= Gullen khel =

Village in Mianwali District, Pakistan

Gullen khel گلن خیل is a small village in the Mianwali District of Punjab Province in Pakistan.

==Location==
It is located some 45 km on the north of Mianwali city. Relatively larger towns of Daud Khel and Kalabagh in the vicinity are well-known than Gullen khel. Especially Kalabagh is famous because of disputed Kalabagh Dam, which was to be built in this area. Indus River flows at almost 3–4 km north west of Gullen khel near the towns of Kalabagh and Paki Shah Mardan.

==History and culture==
Gullenkhel is a relatively new town, which started getting populated around 1940 by the migration of Awan people from the "Malkaan aali pati" ( Area of Nawab of Kalabagh) and other areas. Gullen Khel was named on the name of man Gull Muhammad who migrated from Khairabad to Gullen Khel in early 1900's. Gullen khel has one government middle school for boys and a primary school for girl students. Gullen khel is located adjacent to Pak American fertilizers industrial fertilizer manufacturing plant. It is populated on the both sides of road ( around 1 km). Since, Gullen khel is in proximity with the Pak American Fertilizers and Maple leaf cement industrial plants, trucks which transport these products to the different parts of Pakistan and to the port for export are usually parked around the road of Gullen khel. Due to this trucking activity, a number of restaurants have been developed in Gullen khel.

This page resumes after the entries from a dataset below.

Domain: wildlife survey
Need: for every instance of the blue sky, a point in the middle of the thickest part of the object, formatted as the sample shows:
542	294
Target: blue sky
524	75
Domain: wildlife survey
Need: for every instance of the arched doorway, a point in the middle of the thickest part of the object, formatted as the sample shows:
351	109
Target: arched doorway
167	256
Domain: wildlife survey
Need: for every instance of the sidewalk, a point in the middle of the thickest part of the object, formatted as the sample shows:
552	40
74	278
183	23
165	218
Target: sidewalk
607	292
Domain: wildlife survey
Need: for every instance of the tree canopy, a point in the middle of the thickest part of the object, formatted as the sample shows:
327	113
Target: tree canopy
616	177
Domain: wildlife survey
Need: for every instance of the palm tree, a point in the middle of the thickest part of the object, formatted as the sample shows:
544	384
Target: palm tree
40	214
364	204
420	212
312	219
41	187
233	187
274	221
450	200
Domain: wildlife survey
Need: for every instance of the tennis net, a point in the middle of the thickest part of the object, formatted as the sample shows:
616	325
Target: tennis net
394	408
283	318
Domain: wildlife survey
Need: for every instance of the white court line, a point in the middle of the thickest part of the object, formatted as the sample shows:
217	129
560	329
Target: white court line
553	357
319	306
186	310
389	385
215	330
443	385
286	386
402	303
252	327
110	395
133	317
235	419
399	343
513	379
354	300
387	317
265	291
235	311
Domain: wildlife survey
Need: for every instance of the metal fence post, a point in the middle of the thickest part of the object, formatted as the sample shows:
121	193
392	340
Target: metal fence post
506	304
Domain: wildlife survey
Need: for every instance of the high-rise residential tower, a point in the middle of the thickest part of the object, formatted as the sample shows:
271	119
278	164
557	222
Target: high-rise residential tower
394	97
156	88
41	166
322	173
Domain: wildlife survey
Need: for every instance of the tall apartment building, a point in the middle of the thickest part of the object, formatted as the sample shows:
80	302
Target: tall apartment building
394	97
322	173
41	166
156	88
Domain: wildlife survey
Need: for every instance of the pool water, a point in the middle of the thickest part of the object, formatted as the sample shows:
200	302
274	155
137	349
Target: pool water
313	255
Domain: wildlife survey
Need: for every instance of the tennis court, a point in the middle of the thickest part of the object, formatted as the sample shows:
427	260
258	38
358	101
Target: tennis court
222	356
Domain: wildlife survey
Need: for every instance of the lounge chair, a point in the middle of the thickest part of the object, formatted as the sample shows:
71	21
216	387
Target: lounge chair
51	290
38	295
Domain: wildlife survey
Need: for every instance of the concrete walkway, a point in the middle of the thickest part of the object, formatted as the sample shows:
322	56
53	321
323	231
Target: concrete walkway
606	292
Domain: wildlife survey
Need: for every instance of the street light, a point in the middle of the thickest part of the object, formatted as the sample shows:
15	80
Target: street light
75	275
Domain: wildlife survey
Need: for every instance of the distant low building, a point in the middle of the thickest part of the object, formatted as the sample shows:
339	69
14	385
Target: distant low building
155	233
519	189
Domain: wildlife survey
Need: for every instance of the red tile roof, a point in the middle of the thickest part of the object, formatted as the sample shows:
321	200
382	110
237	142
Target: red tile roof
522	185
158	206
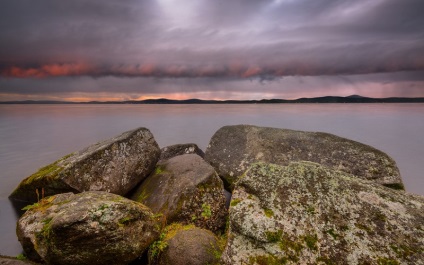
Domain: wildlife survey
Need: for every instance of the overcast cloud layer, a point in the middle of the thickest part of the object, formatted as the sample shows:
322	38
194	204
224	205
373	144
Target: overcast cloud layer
80	50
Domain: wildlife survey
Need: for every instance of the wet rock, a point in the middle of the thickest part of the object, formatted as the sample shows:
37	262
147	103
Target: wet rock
116	165
233	148
305	213
185	245
4	260
92	227
185	189
180	149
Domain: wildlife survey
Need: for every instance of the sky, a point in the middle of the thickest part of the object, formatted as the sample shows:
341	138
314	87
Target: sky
210	49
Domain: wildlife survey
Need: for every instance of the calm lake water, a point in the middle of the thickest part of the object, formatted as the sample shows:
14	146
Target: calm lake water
32	136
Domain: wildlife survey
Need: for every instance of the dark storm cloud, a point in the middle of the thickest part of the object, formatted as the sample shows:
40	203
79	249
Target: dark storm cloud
204	39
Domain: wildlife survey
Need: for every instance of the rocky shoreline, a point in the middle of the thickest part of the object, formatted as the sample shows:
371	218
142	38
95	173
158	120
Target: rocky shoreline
297	198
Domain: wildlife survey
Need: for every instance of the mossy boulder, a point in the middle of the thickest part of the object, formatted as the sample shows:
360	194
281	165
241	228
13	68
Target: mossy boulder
305	213
185	245
5	260
116	165
92	227
180	149
233	148
185	189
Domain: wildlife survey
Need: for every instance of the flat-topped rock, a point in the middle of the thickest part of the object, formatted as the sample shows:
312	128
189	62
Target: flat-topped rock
116	165
180	149
305	213
233	149
90	228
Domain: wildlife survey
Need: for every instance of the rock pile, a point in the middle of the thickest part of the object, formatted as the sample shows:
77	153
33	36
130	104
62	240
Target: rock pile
297	198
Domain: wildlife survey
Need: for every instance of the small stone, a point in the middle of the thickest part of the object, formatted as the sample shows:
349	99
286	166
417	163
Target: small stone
180	149
188	245
185	189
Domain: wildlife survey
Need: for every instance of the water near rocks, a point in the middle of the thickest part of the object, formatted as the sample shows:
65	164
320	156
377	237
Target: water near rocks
32	136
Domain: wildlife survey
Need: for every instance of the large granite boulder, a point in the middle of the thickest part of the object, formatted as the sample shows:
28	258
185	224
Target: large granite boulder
305	213
180	149
233	148
185	245
92	227
185	189
116	165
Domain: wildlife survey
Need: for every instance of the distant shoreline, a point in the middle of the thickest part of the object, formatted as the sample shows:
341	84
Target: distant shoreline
327	99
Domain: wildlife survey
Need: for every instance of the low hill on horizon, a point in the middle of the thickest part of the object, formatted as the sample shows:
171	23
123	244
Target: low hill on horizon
324	99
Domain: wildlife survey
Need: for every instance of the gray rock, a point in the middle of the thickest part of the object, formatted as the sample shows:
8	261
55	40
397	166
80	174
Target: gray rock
116	165
233	148
4	260
305	213
92	227
187	245
180	149
185	189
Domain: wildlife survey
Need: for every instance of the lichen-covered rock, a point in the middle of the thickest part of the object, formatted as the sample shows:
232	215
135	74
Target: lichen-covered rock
92	227
185	189
116	165
185	245
233	148
4	260
180	149
305	213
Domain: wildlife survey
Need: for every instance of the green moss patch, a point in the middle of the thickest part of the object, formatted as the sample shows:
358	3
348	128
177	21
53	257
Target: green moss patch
395	186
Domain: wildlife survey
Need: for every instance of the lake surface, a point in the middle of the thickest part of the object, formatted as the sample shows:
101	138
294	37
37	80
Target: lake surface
32	136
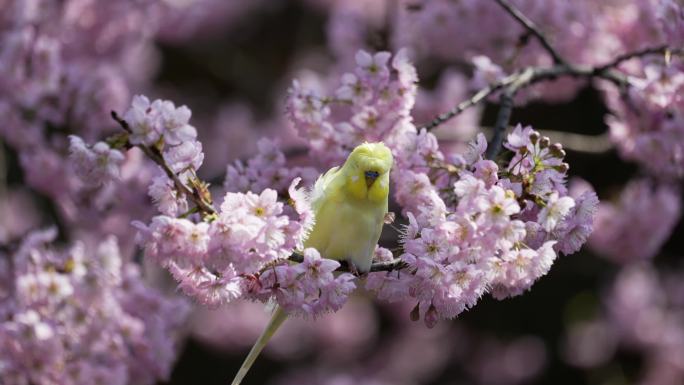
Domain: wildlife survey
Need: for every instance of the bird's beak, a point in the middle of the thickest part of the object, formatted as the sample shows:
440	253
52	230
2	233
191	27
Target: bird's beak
371	176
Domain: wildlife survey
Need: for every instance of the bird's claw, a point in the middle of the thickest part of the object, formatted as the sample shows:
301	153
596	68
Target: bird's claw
389	218
353	269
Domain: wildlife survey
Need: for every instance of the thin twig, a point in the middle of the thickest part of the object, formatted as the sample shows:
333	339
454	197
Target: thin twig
475	99
156	156
532	29
395	264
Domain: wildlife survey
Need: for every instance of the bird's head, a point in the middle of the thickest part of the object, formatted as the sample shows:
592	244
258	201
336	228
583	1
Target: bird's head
367	171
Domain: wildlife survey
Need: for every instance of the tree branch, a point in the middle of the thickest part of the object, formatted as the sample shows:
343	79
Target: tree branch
395	264
156	156
532	29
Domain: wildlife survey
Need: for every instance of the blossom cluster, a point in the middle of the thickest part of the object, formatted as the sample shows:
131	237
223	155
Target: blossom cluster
648	123
370	104
475	225
82	316
238	251
478	229
267	169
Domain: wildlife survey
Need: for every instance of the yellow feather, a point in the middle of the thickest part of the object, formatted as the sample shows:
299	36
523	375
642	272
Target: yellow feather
349	203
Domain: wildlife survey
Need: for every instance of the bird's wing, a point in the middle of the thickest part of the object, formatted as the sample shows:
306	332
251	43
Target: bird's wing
318	192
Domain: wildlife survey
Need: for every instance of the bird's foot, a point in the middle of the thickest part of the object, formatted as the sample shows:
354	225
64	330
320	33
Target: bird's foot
389	218
353	269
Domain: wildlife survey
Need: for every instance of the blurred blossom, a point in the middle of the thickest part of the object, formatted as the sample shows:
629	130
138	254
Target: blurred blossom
635	227
79	315
18	214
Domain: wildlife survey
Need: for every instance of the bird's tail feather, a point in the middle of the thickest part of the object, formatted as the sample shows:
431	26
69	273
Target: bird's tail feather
277	319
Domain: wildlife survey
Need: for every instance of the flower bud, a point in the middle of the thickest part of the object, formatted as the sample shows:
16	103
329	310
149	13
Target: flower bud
563	167
415	313
534	137
557	151
431	317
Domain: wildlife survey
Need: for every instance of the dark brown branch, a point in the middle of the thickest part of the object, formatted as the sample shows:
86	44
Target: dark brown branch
475	99
532	29
395	264
156	156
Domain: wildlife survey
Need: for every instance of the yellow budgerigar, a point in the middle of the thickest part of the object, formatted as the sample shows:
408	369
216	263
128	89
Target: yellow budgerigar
350	204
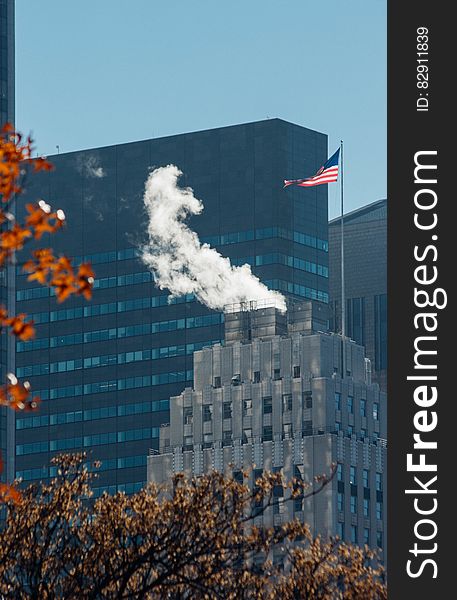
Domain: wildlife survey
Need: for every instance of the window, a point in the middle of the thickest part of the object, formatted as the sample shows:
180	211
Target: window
236	379
227	410
380	315
340	501
267	433
353	534
307	400
340	530
307	428
267	405
247	436
238	477
207	412
339	472
286	403
379	482
188	415
355	319
287	427
362	408
247	408
379	539
375	411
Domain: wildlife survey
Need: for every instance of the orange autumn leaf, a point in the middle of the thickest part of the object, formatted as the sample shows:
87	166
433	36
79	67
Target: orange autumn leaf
8	493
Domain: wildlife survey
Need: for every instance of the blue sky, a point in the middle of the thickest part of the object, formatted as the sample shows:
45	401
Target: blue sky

While most of the residents do business in transport, contractorship, and shops, etc., the youth are well educated and mostly settled in cities, predominantly in Islamabad. However, people of Gullen khel living in other cities like to be in their native town of Gullen khel at all important events such as Eid and Ashura.

==Religious harmony==
Most of the People of Gullen khel are relative to each other. Yet, nearly 50% of the population is shia and 50% is sunni because of the conversion of the population from sunni to shia sect by the preachings of Ustad Gul Khan (a notable figure of Gullen khel who died in 1994). Originally, almost all of the people were sunni in the early 20th century. People from both sects live in peace and brotherhood. Intersect marriage is also exercised occasionally.

==Etymology==
The word "Khel" خیل is commonly used in Mianwali for representing a place or a cast. Gullen گلن is derived from the name of someone with the same name who was among the first to live in the place which is called Gullen khel today.